In the round-up: Sergio Perez says that reduced visibility and stability in 2022’s cars will make Monaco unenjoyable for drivers.
In brief
Visibility and bumps will be problems in Monaco
Asked on a Red Bull podcast whether there is a race he is particularly looking forward to with the new 2022 Formula 1 cars, Perez said: “I certainly know which I’m not looking forward and it’s Monaco.”“It’s bumpy but also the visibility,” he explained.
Several drivers have commented on the visibility problems created by the partial wheel covers on the 2022 cars and larger tyres. Perez said that he hoped the organisers were “going to change some of it, the circuit itself” to reflect the reduced visibility.
Magnussen has “brought really good stuff into the team” – Schumacher
Mick Schumacher says Kevin Magnussen’s arrival at Haas has been “definitely beneficial for me and for the team.”

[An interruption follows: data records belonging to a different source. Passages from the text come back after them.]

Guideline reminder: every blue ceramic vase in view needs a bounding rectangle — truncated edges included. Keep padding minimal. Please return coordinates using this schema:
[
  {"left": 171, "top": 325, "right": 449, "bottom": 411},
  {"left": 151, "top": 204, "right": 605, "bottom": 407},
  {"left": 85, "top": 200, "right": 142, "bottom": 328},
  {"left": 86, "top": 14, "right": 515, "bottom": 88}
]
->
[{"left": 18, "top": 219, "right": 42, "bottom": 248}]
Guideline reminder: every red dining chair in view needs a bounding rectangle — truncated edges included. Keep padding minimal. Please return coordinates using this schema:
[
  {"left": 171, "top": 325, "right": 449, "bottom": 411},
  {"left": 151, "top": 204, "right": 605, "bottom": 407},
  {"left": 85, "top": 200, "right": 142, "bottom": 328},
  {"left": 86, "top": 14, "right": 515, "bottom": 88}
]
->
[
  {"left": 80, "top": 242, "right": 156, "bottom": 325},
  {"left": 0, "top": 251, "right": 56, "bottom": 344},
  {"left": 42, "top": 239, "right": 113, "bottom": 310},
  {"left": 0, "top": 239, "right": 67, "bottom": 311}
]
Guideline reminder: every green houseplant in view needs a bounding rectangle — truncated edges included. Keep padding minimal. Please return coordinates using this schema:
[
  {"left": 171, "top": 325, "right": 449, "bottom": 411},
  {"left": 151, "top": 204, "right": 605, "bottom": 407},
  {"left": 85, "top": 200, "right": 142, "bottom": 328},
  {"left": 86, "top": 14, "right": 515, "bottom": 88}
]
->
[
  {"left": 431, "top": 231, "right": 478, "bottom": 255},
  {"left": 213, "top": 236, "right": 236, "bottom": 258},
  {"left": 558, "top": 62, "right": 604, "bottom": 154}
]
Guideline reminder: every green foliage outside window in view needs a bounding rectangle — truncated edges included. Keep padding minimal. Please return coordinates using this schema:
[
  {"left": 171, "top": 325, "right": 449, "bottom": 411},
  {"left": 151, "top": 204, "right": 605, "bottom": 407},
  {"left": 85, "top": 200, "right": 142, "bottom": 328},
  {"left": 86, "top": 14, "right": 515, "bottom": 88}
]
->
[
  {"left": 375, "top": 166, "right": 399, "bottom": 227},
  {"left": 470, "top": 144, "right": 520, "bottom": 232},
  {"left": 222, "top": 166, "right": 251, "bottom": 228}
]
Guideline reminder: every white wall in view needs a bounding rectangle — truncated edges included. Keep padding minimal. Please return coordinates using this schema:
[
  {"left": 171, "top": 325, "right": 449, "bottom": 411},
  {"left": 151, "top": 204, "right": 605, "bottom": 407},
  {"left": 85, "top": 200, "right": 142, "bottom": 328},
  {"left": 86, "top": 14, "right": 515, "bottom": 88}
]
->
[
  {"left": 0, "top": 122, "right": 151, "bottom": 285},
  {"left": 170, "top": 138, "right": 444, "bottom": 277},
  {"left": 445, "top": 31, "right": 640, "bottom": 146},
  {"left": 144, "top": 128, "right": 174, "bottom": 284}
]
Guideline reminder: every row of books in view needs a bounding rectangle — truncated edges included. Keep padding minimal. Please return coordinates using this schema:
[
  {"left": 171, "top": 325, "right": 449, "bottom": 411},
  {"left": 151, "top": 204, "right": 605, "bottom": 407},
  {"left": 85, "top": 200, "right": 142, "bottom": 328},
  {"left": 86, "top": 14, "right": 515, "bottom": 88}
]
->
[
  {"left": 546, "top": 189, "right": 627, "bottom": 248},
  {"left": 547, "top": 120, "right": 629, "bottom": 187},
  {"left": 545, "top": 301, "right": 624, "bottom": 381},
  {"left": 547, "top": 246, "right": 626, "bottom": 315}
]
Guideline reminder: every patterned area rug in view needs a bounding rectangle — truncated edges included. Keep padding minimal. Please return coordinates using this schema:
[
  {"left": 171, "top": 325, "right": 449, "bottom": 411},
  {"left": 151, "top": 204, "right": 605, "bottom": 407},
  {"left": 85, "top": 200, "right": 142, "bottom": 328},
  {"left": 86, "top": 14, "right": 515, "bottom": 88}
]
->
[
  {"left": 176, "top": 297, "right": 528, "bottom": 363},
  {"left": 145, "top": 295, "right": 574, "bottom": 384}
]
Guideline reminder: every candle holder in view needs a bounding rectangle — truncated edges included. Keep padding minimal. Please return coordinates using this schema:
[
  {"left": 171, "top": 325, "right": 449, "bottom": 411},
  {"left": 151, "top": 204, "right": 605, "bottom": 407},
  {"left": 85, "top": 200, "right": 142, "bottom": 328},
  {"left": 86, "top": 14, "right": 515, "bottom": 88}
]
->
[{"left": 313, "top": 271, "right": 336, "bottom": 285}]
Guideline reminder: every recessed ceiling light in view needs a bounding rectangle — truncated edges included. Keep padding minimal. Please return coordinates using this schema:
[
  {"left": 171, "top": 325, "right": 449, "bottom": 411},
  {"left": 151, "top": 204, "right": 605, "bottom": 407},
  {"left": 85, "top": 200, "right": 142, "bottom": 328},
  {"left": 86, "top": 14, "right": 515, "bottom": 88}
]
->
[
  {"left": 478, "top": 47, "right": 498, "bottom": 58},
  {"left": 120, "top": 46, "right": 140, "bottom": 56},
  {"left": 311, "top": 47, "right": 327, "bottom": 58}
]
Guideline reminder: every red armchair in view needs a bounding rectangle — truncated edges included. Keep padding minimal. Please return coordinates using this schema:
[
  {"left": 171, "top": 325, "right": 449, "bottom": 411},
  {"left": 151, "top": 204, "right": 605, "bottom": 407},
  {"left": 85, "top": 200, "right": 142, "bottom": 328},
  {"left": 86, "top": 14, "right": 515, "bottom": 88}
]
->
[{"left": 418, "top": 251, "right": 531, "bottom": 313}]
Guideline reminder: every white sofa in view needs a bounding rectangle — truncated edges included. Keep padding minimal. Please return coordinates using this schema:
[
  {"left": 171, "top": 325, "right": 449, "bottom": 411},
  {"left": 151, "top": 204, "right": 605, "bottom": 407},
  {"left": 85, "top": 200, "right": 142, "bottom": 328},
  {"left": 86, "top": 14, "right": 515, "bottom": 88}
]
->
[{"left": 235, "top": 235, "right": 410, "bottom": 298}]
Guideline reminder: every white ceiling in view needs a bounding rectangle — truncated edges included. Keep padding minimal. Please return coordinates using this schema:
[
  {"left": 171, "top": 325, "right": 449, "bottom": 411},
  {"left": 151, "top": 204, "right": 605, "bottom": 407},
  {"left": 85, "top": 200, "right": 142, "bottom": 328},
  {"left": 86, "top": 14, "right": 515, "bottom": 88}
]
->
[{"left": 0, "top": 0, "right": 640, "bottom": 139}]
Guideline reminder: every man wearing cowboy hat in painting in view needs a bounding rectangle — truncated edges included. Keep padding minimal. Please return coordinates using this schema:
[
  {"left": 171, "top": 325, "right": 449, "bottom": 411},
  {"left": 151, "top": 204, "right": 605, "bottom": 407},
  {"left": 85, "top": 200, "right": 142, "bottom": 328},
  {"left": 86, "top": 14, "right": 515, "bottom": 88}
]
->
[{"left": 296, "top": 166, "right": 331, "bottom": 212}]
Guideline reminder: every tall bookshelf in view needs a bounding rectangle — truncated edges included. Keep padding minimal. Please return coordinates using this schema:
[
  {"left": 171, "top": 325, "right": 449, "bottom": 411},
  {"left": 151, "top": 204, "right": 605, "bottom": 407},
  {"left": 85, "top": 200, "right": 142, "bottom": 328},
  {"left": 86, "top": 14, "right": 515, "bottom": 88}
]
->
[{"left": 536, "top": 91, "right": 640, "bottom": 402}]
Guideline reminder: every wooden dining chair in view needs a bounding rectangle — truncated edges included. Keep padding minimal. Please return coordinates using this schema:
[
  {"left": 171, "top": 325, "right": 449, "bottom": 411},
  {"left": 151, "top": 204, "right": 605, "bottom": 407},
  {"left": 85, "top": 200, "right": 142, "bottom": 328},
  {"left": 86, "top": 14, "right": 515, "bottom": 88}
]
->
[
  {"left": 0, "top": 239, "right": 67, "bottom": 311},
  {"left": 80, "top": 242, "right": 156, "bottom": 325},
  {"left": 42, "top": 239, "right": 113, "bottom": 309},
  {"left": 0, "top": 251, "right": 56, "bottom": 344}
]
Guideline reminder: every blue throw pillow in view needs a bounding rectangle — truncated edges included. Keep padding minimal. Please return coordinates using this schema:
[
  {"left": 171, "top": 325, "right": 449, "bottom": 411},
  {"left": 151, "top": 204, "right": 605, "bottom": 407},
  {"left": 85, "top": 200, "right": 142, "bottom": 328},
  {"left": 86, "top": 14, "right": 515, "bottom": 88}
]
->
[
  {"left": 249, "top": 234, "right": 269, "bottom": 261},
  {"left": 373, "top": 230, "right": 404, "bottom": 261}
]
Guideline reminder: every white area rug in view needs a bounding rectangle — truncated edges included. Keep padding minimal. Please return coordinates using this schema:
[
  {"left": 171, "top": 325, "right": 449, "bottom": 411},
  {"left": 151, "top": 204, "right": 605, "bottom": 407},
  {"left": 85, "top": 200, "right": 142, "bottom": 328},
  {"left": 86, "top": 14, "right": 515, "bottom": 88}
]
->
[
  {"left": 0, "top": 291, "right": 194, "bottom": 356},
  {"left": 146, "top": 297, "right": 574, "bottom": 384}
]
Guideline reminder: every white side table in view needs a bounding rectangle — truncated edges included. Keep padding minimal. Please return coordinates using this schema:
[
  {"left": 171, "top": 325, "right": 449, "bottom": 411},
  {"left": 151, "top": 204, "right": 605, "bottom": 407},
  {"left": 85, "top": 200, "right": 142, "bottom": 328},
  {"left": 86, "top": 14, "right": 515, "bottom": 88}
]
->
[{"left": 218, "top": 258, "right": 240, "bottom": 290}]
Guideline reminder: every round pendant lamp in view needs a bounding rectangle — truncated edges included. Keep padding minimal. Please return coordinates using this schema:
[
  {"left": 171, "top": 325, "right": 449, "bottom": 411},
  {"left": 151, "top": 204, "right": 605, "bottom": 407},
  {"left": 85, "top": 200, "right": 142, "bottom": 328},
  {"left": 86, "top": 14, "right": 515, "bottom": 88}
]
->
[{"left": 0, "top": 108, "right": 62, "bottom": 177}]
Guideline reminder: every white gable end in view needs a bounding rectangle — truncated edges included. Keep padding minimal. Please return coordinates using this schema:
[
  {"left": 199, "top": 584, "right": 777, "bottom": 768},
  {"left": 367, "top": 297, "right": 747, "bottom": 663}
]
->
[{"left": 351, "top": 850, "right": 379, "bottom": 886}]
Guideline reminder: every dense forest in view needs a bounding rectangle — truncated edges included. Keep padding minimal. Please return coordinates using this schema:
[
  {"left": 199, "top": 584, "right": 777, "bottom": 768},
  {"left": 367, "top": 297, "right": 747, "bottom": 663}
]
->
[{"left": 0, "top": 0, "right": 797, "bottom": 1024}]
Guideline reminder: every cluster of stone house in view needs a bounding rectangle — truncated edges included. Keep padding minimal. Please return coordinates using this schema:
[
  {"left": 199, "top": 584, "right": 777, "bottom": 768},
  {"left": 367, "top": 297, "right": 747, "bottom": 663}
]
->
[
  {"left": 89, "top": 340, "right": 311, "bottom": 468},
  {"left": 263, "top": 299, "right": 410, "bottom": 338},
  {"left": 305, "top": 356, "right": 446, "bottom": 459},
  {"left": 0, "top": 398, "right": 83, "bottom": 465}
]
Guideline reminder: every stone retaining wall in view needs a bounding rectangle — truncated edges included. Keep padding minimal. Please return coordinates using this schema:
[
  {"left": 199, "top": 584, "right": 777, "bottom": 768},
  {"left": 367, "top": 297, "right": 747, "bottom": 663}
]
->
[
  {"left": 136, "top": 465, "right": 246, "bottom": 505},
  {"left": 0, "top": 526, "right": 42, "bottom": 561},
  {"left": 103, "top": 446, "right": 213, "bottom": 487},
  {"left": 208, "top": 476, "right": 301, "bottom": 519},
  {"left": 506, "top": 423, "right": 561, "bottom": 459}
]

“He’s been part of it for four years and obviously had a one year break now,” Schumacher continued, “but everybody likes him in the team. I think the emotion and the feeling in the team is really good. And yeah, he’s a good reference. So it’s only positive for now.
“From what I see is it’s good, he’s brought really good stuff into the team.”
UK Bahrain embassy issues statement in response to F1 criticism
Following criticism from the Bahrain Institute for Rights and Democracy that Formula 1 has suspended its Russian Grand Prix but continues to race in Bahrain, the Bahrain Embassy in the UK issued a statement defending its country’s human rights record.
“Bahrain has the region’s most robust human rights protections in place,” it said. “To attempt to single out Bahrain in the Formula 1 calendar is absurd, “lacks context, and entirely undermines the enormous strides and leadership Bahrain has shown in this area.
“Bahrain welcomes and actively supports the role Formula 1 can play in shedding light on human rights issues in all countries it operates in, now and in the future.”
The country has been criticised by multiple national and international groups for human rights abuses, before and after the violent clashes between protestors and the state that saw the race there cancelled in 2011.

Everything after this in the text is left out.